Три снеговика, не вынося повторно-буржуазного обращения, раскланиваясь и нашептывая 'спа-си-бо- за-по-куп-ку...', как раки, за-дом-на-пе-ред, выползли из квартиры. Я рассмеялся.
- Котик, - позвала Мара, голос ее дрожал.
- Не волнуйся, - ответил я, входя в комнату: русалка лежала на боку. закутавшись в покрывало. Книги и печатные листы стопками сложились рядом с постелью. Какой-то том Мара сжимала в руке, видимо, читала его при свете свечей, торчавших на тумбочке. Я включил люстру, но свет не появился.
- Ну, как там рыба? - спросила Мара, опустив на пол Куприна.
- Сейчас посмотрю, - ответил я, ошеломленный ее печалью, пошел в ванную. Кран натужно скрипел, я раскрыл ему рот как можно шире, даруя живой рыбе максимум возможного.
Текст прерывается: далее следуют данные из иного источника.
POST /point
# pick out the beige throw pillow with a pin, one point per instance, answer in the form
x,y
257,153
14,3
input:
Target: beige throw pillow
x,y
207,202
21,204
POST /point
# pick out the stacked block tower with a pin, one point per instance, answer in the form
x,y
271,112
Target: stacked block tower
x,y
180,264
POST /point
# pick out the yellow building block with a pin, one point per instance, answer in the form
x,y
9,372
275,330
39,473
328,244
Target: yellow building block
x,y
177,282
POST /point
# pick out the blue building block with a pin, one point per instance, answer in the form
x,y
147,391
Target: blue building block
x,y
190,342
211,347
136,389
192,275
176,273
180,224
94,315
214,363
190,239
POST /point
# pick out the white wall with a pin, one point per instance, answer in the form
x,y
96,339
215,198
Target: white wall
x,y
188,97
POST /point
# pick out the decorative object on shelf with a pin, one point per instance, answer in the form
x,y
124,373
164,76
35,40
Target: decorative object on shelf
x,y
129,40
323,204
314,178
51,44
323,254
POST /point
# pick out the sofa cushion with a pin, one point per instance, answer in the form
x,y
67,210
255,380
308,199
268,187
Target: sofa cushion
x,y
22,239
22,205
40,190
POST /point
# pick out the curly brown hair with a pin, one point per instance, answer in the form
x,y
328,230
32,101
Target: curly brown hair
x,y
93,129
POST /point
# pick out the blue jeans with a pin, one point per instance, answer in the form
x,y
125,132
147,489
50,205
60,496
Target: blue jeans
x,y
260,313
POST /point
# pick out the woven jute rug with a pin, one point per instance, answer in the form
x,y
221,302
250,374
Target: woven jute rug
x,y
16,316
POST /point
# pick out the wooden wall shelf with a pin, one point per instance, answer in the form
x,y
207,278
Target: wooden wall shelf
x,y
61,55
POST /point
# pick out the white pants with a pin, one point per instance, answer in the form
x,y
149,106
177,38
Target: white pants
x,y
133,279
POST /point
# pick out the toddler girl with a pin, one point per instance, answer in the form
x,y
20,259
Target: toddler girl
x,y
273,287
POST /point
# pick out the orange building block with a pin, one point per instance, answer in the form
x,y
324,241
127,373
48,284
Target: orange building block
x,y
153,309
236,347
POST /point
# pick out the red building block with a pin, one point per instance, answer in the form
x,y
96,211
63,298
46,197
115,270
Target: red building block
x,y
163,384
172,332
Что могут значить двадцать или тридцать литров воды - пару лишних глотков свободы?? Разве имеют они столь уж принципиальное значение? Ведь свобода не спирт, ее не разбавишь: она либо есть, либо нет ее вовсе. 'Философ хренов', - съязвил внутренний голос. Я промолчал, наблюдая: рыбки повеселели, закружились хороводом: пескари, караси, окуни, плотва, карпы.
И тут же - гуппи...
- Муж мой нежный, друг мой ласковый, - позвала Мара, сжала горло и грудь клещами откровенных слов, - иди же ко мне...
Я бросился в комнату, упал на колени подле кровати:
- Девочка моя радостная... - я уткнулся головой в покрывало, в то место, где живот ее...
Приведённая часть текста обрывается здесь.